Speaking during a press conference recently, Jagdeo said that in January the government received pre-qualification bids for the project which will see the establishment of a natural gas liquids plant (NGL). The facility is expected to produce up to 300 MW of power.
The vice president said when it comes on stream, Guyanese will only pay half of what they pay per kilowatt.
He also explained that it will only cost the country about four to five cents per kilowatt hour compared to the 20 cents it is costing now.
Dr Jagdeo also highlighted that such a low cost, the country will be able to cover the establishment and operating cost of the power plant, the NGL and laying of the pipeline, which is about Guy$1.7 billion.
The gas -to-energy project is slated to come on stream by the late 2024.
The project will significantly contribute to the government’s commitment to reducing the cost of energy by 50 percent when it comes on stream.
HAITI
Prime Minister Ariel last week called for international help in fighting gang violence in Haiti and pledged yet again to work towards holding elections as he marked the anniversary of being sworn into office following the assassination of President Jovenel Moise.
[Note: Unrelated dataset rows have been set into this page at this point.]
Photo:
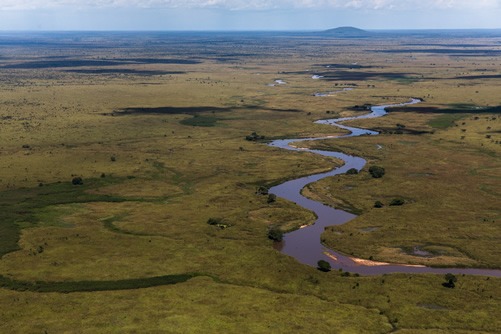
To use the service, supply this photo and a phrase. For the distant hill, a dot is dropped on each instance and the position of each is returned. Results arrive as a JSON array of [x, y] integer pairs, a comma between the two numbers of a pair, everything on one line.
[[347, 32]]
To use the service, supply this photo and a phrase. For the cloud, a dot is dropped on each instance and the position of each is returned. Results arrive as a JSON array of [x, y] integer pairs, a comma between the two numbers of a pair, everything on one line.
[[253, 4]]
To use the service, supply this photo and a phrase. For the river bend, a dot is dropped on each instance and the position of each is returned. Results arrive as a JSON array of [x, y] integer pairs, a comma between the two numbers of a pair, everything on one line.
[[304, 244]]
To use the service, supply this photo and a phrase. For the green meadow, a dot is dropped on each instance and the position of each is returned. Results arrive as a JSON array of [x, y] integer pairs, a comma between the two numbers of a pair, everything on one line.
[[161, 144]]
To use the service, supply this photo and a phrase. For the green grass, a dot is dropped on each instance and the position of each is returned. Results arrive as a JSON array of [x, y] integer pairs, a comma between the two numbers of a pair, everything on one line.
[[20, 208]]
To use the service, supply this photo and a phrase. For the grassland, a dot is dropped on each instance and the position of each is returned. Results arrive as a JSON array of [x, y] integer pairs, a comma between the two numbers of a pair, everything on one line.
[[158, 137]]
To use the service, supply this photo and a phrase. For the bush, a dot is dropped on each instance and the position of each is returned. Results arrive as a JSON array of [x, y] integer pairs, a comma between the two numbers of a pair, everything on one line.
[[324, 266], [352, 171], [275, 234], [397, 201], [376, 171], [77, 181]]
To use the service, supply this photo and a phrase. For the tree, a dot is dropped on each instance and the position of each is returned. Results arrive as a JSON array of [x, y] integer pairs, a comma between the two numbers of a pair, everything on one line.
[[352, 171], [397, 201], [262, 190], [271, 198], [450, 281], [324, 266], [214, 221], [376, 171], [77, 181], [275, 234]]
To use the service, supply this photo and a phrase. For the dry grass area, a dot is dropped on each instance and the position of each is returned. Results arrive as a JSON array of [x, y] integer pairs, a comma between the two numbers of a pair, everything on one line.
[[157, 132]]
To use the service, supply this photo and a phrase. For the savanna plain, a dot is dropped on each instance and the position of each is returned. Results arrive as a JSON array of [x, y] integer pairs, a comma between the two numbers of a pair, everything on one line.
[[129, 174]]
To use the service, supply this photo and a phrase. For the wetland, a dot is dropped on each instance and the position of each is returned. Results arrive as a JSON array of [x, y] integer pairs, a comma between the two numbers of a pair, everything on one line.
[[119, 151]]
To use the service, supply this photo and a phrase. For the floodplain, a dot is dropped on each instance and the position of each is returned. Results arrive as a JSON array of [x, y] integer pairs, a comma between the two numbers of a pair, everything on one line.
[[117, 149]]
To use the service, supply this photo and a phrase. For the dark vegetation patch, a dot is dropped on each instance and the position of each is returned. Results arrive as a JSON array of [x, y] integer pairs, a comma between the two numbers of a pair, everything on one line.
[[399, 131], [91, 62], [459, 45], [191, 110], [444, 121], [160, 61], [124, 71], [20, 206], [200, 120], [170, 110], [345, 66], [90, 286], [455, 109], [347, 75], [476, 77], [455, 52]]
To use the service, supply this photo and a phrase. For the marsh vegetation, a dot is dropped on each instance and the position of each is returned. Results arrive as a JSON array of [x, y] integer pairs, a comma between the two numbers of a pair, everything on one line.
[[179, 232]]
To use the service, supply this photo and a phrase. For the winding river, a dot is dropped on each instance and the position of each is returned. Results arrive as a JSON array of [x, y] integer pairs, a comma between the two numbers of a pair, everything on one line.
[[304, 244]]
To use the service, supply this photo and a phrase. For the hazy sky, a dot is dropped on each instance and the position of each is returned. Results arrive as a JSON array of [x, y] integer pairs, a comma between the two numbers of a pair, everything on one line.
[[246, 14]]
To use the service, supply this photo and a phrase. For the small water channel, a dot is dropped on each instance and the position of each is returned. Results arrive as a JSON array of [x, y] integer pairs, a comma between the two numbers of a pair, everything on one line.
[[304, 244]]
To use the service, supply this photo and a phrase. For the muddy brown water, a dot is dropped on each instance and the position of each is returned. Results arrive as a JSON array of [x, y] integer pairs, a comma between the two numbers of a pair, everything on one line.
[[304, 244]]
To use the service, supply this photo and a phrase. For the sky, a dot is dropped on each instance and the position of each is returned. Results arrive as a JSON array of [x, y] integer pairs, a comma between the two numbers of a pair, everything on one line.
[[207, 15]]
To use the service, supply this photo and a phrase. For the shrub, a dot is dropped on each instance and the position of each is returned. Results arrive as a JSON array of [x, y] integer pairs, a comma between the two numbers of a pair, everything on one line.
[[376, 171], [77, 181], [275, 234], [324, 266], [397, 201], [352, 171]]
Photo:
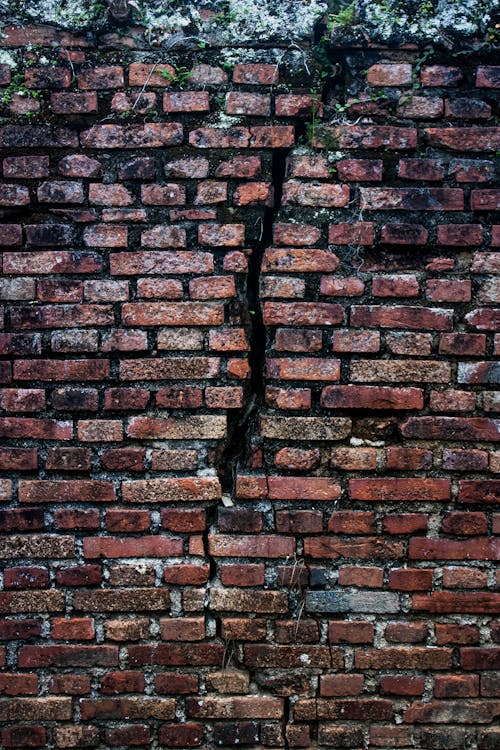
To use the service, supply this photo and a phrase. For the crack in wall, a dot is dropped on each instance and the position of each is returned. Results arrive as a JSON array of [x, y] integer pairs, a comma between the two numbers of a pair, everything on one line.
[[242, 422]]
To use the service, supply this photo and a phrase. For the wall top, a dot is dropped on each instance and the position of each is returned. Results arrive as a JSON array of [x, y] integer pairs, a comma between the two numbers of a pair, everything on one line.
[[256, 23]]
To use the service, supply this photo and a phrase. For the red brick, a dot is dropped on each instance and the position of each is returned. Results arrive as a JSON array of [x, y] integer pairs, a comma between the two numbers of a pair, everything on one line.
[[395, 74], [242, 575], [370, 397], [364, 548], [401, 685], [394, 489], [353, 459], [349, 286], [404, 234], [24, 736], [254, 194], [440, 75], [360, 170], [297, 105], [115, 547], [475, 491], [408, 459], [356, 341], [366, 577], [412, 199], [69, 102], [240, 103], [293, 261], [75, 629], [367, 136], [464, 139], [238, 166], [479, 548], [149, 135], [401, 317], [181, 735], [186, 101], [448, 428], [105, 77], [26, 166], [334, 685], [427, 170], [304, 368], [302, 313], [248, 546], [309, 194], [303, 488], [256, 74], [448, 290]]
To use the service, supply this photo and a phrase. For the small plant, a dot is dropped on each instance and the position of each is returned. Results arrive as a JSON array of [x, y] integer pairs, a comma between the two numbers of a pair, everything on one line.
[[17, 86], [342, 15]]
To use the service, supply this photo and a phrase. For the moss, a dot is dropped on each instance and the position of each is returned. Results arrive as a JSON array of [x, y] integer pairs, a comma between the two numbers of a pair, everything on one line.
[[450, 22], [253, 22], [225, 21]]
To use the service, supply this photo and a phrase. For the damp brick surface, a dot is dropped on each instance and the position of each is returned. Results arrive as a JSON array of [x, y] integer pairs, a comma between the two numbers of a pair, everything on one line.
[[249, 404]]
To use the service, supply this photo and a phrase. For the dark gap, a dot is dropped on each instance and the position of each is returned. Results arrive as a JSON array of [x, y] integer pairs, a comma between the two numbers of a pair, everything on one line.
[[240, 421], [287, 718]]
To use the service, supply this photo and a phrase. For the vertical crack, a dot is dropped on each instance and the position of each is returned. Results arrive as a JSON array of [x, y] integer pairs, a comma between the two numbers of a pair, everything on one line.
[[242, 421]]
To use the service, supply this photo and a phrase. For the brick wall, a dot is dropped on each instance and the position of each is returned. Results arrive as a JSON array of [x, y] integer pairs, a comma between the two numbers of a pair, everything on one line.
[[248, 407]]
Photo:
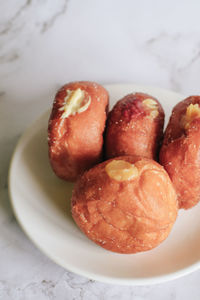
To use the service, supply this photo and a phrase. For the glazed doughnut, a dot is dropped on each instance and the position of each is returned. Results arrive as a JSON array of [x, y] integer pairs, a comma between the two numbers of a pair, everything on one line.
[[76, 126], [180, 152], [135, 127], [126, 204]]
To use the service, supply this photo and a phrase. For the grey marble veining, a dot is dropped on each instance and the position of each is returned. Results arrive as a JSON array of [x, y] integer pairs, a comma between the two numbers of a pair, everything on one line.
[[44, 44]]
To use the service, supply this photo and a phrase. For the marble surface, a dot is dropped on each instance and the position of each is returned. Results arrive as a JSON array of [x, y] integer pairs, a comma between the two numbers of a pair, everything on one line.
[[44, 44]]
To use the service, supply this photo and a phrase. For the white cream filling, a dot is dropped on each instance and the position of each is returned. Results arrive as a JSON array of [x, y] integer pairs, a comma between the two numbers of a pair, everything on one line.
[[73, 103]]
The speech broadcast shortly after midnight last week followed a string of demonstrations across the country to protest worsening conditions, including gang violence, severe lack of fuel and soaring inflation
Henry promised that fuel would soon be available on a regular basis and he rejected accusations he is trying to hold on to power
He said the country should get into “election mood” before the end of the year-old a vow he has made repeatedly since taking office in September.
However, he has not moved to electoral councils to oversee  a vote and US officials have said it will take that body six months to organize a vote.
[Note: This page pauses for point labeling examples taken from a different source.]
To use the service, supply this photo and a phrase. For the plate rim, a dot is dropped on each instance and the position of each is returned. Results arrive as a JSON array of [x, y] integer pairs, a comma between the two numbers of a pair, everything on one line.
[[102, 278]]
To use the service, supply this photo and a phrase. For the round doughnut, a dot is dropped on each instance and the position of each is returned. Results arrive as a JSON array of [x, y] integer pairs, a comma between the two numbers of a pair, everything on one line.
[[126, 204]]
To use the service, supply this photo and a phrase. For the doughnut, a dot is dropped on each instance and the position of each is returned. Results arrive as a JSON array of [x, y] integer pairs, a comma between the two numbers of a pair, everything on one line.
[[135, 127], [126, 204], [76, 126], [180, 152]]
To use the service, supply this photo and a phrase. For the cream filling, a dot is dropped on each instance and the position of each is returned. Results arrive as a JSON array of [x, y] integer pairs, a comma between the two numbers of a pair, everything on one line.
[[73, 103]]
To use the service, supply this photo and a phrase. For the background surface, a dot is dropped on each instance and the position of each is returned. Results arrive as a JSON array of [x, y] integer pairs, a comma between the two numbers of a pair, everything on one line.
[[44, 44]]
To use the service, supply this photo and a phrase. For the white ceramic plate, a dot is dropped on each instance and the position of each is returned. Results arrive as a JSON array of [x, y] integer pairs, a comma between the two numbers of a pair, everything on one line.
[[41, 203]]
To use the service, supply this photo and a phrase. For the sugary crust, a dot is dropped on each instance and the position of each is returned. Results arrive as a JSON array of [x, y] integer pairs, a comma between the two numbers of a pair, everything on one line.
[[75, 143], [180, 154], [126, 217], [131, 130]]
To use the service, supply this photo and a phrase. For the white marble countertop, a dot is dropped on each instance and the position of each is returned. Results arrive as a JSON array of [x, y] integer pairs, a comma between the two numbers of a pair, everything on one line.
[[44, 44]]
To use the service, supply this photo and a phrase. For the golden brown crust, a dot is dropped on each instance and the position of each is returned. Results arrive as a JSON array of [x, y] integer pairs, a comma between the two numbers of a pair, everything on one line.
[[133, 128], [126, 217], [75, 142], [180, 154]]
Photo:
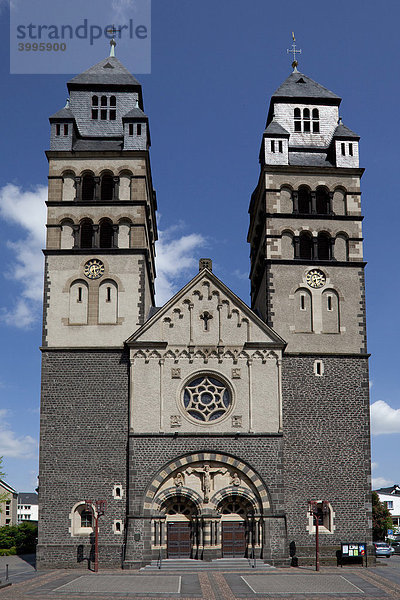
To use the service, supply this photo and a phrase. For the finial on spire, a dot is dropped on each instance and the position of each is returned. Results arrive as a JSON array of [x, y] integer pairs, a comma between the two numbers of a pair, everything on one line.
[[113, 43], [294, 51]]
HAITI currently has only 10 elected officials —all members of the Senate ‘ since it failed to hold legislative elections in October 2019 at a time of political gridlock and massive protests.
Henry has renewed appeals for international support to strengthen the police, fight corruption and improve the economy.
JAMAICA
Jamaica has this year, recorded the best stop-over visitor arrivals figure and foreign exchange earning for any summer period in the country’s history, according to Minister of Tourism, Edmund Bartlett.
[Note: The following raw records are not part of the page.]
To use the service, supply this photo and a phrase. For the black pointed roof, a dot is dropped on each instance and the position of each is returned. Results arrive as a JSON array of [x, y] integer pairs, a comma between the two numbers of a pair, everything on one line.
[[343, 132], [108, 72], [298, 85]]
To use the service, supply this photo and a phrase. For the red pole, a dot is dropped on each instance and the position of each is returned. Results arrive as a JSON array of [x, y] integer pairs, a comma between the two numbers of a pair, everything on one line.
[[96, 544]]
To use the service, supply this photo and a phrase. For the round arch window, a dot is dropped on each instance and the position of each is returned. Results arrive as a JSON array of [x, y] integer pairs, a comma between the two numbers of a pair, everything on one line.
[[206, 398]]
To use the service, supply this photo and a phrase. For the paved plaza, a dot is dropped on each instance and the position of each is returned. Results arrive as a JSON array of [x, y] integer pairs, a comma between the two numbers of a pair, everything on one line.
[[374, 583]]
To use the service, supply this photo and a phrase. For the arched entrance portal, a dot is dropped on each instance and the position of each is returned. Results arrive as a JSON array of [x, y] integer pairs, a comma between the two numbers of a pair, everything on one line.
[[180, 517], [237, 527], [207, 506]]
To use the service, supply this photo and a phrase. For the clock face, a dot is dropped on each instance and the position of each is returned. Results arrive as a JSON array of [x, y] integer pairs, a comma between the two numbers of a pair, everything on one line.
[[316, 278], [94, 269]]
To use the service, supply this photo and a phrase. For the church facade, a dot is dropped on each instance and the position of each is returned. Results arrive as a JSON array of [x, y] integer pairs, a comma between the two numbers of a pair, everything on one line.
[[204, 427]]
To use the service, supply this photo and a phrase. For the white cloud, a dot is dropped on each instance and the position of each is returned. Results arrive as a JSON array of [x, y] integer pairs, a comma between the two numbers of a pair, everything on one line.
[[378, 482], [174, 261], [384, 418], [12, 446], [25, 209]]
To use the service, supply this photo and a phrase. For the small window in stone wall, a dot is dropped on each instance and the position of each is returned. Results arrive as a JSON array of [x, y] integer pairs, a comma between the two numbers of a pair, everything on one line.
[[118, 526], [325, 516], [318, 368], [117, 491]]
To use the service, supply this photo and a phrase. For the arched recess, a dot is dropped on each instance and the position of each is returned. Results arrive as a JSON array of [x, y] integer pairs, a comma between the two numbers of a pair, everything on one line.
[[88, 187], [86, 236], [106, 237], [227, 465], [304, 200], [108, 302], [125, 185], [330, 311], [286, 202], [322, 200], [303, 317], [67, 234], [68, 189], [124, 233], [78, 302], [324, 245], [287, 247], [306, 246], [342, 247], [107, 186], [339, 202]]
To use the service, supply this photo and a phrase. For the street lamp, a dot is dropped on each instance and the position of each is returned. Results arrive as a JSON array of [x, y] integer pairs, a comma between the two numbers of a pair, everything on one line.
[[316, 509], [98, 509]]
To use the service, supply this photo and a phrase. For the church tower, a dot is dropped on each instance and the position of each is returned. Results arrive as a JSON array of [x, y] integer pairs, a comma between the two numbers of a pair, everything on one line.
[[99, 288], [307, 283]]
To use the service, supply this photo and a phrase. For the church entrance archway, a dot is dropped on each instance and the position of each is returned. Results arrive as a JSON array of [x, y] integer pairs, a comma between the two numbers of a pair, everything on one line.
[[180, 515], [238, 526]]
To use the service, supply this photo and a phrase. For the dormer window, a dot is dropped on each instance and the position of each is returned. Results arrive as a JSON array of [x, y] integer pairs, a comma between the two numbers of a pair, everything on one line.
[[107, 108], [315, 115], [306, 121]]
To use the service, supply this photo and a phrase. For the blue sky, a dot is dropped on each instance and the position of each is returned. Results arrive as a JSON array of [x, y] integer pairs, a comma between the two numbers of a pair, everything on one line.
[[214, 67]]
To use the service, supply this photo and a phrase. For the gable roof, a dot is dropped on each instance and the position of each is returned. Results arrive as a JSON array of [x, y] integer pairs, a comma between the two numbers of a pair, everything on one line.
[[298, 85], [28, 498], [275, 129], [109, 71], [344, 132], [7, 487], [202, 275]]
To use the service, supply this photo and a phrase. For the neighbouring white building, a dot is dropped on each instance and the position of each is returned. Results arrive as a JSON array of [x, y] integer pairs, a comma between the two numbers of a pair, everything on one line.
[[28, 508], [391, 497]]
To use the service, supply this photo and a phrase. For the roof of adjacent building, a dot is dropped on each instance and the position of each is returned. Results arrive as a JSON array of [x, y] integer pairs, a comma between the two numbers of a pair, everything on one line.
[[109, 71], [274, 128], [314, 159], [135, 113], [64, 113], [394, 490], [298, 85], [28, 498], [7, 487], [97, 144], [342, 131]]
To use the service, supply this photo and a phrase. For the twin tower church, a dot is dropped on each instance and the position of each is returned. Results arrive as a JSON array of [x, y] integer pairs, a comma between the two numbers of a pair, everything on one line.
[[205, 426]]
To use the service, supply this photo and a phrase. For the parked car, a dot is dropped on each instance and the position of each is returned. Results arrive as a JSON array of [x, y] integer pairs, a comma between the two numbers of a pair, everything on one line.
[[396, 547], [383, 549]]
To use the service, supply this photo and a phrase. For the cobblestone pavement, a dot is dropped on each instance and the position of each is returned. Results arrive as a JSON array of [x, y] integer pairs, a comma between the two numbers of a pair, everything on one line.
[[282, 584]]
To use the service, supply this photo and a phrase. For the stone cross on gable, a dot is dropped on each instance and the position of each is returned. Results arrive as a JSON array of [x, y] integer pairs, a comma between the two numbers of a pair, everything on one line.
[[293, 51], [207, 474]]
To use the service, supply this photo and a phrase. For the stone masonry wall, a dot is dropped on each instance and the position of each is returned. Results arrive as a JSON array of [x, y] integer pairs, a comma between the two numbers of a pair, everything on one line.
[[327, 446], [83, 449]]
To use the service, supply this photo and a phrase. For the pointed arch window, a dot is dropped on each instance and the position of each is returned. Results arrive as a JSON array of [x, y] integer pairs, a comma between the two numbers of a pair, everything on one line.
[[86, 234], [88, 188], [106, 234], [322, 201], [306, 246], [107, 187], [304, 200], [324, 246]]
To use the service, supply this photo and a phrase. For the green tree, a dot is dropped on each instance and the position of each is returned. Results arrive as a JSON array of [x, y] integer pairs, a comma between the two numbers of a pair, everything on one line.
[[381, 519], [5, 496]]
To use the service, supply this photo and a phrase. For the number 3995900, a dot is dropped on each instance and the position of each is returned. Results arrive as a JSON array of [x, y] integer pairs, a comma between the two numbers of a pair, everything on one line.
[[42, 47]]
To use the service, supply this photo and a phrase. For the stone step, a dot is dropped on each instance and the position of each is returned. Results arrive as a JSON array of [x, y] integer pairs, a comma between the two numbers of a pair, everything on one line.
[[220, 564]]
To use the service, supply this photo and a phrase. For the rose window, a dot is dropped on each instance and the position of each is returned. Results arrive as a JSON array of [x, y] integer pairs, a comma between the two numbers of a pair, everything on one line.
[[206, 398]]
He said, “We have 5,000 more visitors than in (the summer of 2019), which was a record year and the better news is that our earnings in the summer are up 20 percent over 2019. So not only is it that the number of visitors came, but the earnings from tourism also grew. So this summer is the best summer that tourism has experienced in the history of Jamaica.”
Bartlett said at the welcome ceremony for the 18 annual USA Travel Adviser Golf Tournament at the Sandals Ochi Rios in St. Ann’s.
The tourism minister said that at the beginning of 2022, the tourism sector was projected to earn US$3.5billion and welcome approximately US$2.3 million stop-over visitors for the year, to be the Caribbean fastest-growing tourism destination.
Over 150 travel advisors from from across the United States will be participating in the golf tournament which was being held since the covid-19 pandemic.
ST. VINCENT 
Prime Minister Dr. Ralph Gonsalves will shed the foreign affairs portfolio to take up ministerial responsibility for post-secondary education, replacing Senator Keisal Peters, who has been minister of state in the Monetary Policy Committee of Foreign Affairs, since November 2020 and will be promoted to full minister.
Gonsalves told a recent press conference that Peter’s will also be responsible for Foreign Trade, Regional Integration and Diaspora Unit.
He noted, however, that the government cannot have a foreign policy without the prime minister being involved.
Gonsalves said that there will be increased Taiwan scholarship and training programs for Vincentians and exchange of students and there are ongoing Kingston’s ambassador to Taipei,  Andrea Bowman.